UK Local Government Ombudsmen : Complaint Summary

The Local Government Ombudsmen (LGO) investigate complaints of injustice arising from maladministration by local authorities and certain other bodies. They investigate complaints about most council matters including housing, planning, education, social services, consumer protection, drainage and council tax. The LGO publish an annual digest of cases.

 

Complaint No (05/C/13355) against Carlisle City Council

14th May 2007


Maladministration causing injustice

Carlisle City Council failed to take action over a developer’s failure to produce a landscaping scheme for a site. The Ombudsman said “There is no point in including a condition in a planning permission if the Council has no intention of enforcing it.” She also said that the complaint had “exposed some matters of more general public concern” about tree protection issues.

‘Mr J’ (real names are not used) lived on a large private housing development. He complained about a number of issues relating to the planning permission for the development, in particular that the Council failed to take effective action over the non-implementation of planning conditions, and that it failed to protect trees on the site.

The Ombudsman upheld some of his allegations. She found the Council failed to enforce the landscaping conditions, but that the injustice that flowed from this was not as great as Mr J believed, commenting “The developers appear overall to have created a pleasant environment to the satisfaction of the vast majority of residents.”

She found that protected trees were removed without clear indication in the Council’s files as to the reasons, and permission to fell diseased trees was not made conditional on replanting. In one case, permission was given to fell the wrong tree.
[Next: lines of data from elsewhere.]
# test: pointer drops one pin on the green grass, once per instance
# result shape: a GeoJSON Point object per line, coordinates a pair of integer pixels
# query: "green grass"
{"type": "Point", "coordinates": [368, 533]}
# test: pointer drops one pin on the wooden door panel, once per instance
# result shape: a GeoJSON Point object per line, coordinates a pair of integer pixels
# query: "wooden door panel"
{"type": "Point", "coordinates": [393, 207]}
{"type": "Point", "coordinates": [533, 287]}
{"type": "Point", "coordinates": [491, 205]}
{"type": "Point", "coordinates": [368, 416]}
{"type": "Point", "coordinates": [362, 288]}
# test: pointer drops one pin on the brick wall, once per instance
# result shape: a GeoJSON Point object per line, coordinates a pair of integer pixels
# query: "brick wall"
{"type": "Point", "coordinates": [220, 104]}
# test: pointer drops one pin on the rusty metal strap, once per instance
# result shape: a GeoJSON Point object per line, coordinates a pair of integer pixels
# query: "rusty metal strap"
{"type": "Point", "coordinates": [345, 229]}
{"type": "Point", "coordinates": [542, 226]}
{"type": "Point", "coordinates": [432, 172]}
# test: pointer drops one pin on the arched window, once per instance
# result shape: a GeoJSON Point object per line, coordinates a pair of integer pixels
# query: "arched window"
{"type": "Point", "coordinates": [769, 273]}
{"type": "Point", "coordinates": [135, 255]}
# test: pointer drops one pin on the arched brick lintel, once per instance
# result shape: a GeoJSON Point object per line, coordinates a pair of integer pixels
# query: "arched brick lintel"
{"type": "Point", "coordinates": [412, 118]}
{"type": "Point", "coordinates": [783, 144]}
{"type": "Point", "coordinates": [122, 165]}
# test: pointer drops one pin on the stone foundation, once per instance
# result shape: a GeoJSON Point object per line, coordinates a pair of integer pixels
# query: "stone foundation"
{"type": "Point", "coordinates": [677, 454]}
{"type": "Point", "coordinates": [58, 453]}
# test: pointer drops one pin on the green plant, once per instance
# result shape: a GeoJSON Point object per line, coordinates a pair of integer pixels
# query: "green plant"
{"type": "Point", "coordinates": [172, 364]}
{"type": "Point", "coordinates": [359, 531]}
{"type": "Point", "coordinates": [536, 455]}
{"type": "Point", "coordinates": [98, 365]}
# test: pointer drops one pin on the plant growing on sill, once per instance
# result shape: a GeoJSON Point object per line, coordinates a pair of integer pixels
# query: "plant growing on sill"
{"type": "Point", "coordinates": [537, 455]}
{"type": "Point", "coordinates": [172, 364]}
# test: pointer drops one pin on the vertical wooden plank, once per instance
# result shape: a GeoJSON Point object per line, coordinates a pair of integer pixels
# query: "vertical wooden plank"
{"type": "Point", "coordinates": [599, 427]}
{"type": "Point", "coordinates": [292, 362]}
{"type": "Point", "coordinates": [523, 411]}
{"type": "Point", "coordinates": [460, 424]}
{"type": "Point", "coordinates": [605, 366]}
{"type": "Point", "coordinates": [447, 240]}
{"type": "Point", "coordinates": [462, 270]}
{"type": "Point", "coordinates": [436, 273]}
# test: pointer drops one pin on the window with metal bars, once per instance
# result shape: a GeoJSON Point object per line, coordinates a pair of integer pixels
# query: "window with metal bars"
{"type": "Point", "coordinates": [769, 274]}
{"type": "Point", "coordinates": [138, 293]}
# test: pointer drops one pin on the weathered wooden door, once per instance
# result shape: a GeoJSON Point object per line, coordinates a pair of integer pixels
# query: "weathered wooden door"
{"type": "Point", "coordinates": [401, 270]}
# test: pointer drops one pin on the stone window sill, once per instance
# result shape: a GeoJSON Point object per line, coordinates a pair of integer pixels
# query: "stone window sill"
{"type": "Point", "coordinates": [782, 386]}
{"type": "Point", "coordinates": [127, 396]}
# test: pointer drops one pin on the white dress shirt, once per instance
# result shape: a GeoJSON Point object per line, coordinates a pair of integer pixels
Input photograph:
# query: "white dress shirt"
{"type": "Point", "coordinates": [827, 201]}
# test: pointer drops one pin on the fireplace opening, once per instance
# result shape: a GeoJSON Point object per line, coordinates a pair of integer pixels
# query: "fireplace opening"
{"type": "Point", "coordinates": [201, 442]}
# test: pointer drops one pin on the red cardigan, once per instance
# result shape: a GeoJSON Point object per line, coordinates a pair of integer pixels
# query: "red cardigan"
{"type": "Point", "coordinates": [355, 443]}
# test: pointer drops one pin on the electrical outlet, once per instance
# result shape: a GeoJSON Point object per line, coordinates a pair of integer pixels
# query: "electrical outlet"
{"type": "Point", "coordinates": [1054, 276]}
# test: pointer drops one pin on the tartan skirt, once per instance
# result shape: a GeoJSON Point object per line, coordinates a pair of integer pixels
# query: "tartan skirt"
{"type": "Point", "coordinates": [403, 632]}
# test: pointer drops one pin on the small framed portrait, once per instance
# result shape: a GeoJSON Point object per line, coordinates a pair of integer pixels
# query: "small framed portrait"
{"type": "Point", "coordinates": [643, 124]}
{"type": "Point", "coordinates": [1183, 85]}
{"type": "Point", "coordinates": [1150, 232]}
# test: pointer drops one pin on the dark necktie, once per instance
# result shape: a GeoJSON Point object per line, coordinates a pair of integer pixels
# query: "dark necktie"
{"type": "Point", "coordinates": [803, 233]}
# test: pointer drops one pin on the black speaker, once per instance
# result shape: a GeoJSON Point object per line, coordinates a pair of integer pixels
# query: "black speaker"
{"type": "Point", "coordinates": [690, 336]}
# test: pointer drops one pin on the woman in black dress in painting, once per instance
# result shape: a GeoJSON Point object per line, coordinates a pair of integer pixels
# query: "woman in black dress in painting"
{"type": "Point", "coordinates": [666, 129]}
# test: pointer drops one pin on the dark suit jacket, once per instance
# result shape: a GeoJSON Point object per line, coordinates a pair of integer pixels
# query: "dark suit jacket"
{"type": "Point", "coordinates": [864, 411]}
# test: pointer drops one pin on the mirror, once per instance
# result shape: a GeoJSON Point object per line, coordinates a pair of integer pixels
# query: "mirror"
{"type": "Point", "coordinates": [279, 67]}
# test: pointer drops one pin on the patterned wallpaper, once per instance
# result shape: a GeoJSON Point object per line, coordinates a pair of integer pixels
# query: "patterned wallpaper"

The Ombudsman found maladministration causing injustice and, in accordance with her recommendations, the Council agreed to:

  • consider including in its policy a statement that landscaping conditions will normally be enforced;

  • review its tree protection procedures and report to the Ombudsman within three months on what action it has taken; and

  • pay the complainant £250 in recognition of his time and trouble in pursuing his complaint.